Уроки Вышивания...

Эмануил Бланк
          
                - Милику, засели нитку, пожалуйста, - по очереди, либо все вместе, разом, обращались ко мне баба Рива, ее сестричка Роза, и даже, порой, мама, которой, по возрасту, полагалось бы и самой все видеть прекрасно

                Им, наверное, нетерпелось лишний разок взглянуть на своего единственного любимца, переполненного осознанием важности настоящих, всамделишных, взрослых поручений.

                До сих пор, в глазах, а, вернее, в памяти,  запечатлена тогдашняя абсолютная, просто фотографическая отчетливость отверстий, не только цыганской, но и гораздо более мелких иголок.

                Прекрасно различая кончики-ворсинки  белых, чёрных, голубых и прочих ниток, я  обильно смачивал слюной пальцы, либо, по примеру Розы, засовывал нитки в рот, и максимально скручивал их, пока пушок, торчащий по концам, не исчезал полностью.

                Затем, наконец, я засовывал нитки в  отверстия иголок. Ничего проще. Хотя выглядели они по-разному. То кругловатыми, у совсем мелких иголочек, то удлиненными, вытянутыми вдоль тонкого изящного корпуса. Самым большим, было отверстие  в игле швейной машинки.

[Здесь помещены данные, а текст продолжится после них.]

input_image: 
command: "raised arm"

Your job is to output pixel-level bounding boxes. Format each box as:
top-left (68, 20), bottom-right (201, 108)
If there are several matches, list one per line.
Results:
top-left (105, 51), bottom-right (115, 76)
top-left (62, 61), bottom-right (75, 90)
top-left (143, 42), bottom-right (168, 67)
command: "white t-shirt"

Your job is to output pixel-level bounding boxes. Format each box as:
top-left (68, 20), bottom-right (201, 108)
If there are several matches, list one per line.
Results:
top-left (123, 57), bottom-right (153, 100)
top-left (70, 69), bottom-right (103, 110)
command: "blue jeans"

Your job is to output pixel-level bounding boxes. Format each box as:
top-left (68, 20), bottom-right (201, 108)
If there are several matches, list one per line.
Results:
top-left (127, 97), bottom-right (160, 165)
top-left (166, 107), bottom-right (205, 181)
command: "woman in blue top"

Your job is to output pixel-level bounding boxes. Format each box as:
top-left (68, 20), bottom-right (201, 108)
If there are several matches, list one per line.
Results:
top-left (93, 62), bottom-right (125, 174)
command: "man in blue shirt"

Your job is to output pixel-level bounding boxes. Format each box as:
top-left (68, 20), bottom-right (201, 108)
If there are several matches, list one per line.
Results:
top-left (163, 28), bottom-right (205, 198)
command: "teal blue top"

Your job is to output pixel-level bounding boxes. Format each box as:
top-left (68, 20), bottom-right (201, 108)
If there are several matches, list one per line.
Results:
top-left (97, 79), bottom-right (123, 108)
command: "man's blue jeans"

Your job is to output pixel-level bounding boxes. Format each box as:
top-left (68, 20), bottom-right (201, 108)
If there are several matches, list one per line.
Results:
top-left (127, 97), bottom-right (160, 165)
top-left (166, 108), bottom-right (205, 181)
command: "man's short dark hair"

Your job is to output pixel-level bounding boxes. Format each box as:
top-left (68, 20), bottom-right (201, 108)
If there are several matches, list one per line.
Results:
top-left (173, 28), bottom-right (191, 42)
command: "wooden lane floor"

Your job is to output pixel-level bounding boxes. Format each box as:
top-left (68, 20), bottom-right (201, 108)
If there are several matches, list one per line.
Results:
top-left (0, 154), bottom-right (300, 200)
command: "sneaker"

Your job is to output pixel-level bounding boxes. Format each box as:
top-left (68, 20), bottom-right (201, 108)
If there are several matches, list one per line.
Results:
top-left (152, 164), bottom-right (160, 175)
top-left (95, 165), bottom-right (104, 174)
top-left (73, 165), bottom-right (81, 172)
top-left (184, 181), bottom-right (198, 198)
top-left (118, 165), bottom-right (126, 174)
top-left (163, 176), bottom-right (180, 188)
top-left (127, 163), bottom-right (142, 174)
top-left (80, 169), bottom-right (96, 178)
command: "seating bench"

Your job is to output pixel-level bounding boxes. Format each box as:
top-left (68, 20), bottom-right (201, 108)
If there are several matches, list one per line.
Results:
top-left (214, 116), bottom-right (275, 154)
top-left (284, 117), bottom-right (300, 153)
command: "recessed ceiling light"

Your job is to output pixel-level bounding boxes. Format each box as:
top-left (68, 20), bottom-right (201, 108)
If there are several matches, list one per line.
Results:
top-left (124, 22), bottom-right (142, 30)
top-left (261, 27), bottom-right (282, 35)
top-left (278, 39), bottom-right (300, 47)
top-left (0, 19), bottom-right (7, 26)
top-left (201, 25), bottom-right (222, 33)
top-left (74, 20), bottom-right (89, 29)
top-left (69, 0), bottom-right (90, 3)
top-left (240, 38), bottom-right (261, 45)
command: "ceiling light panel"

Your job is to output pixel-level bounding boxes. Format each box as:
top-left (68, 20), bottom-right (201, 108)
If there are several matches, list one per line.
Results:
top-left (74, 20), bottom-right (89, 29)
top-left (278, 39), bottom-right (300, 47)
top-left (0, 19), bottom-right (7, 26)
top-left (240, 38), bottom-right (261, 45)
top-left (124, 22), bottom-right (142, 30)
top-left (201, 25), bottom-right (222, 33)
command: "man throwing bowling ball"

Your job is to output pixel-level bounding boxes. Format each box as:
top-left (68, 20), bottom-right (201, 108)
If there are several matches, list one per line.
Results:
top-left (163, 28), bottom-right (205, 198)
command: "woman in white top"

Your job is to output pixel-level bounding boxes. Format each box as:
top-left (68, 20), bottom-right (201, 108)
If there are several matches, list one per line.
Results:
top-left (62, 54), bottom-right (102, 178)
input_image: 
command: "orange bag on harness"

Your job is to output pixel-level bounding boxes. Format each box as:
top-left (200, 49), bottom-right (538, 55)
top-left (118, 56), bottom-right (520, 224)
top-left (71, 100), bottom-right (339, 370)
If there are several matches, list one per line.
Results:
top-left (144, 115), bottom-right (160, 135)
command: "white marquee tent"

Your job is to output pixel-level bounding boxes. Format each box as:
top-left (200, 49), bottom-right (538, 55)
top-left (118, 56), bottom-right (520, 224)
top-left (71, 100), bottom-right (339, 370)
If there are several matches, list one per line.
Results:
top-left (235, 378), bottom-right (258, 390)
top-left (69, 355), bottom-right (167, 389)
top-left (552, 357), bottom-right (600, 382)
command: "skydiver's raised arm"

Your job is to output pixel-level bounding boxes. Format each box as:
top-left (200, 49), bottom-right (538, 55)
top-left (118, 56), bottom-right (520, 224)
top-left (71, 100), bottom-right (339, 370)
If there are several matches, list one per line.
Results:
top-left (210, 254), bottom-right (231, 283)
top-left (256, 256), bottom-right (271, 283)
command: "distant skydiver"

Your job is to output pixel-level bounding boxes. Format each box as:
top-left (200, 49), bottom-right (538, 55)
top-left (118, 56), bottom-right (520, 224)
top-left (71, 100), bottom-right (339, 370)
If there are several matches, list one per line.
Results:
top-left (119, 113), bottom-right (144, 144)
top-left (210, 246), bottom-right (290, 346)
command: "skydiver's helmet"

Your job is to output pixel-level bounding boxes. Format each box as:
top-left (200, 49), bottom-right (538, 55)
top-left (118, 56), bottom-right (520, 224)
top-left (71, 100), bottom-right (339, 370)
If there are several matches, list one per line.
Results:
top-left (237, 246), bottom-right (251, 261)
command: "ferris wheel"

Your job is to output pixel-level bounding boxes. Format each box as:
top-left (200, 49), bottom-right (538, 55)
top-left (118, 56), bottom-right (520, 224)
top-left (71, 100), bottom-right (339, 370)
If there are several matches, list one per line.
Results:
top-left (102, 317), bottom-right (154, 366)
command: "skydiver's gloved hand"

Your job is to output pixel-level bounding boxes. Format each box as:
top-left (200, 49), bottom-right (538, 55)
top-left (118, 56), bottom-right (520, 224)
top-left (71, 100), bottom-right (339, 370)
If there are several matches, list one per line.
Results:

                Стояла она у Розы, на светлой кухне с плитой и печкой. Сестра бабушки Ривы умудрялась там не только готовить, но и втайне обшивать многочисленных клиенток, за которыми  лихорадочно следили мои любопытные глазёнки. Особенно, во время примерок.

                - Милику, сбегай, лучше, посмотри вокруг. Нет ли поблизости, какого-нибудь дядьки,- заметив мою чрезмерную любознательность и реально опасаясь шныряющего по дворам фининспектора, отсылала меня на разведку Роза, ловко орудовавшая длинным "сантиметром" и разнообразными разноцветными  мелками

                Чтобы вдоволь порисовать, я пытался вычислить места, куда тетя  могла спрятать желанные мелки. Однако она, прекрасно осознавая, с кем ей приходиться иметь дело, всегда забиралась повыше и прятала эти драгоценности подальше от меня, на недосягаемой высоте.

                Чаще, это был громадный платяной шкаф с большим зеркалом, где, разжигая мое раннее любопытство, отражались роскошные формы фигуристых клиенток самой лучшей сокирянской модистки.

                Особенно нравилось, когда  доверяли громко клацнуть  громадными портновскими ножницами и , точно-точно, всего за пару движений, разрезать небольшой кусочек настоящей ткани по нарисованной мелком линии.

                Когда нам - четырехлеткам, после первой " легкотни" по вышиванию крестиком  рисунка на маленьком носовом платке, поручили серьезное домашнее задание, я считал себя уже вполне взрослым и профессиональным вязальщиком.

                Здоровенная рубашка, купленная мне " на вырост" к наступающему  1960-му году, должна была украситься настоящей вышивкой.

                Придирчиво проверив крестики, старательно нарисованные мамой цветными карандашами, воспиталки торжественно утвердили проект. Каждую неделю, они заставляли приносить в садик домашнюю работу по вышиванию рубашки под свой жёсткий и бескомпромиссный контроль.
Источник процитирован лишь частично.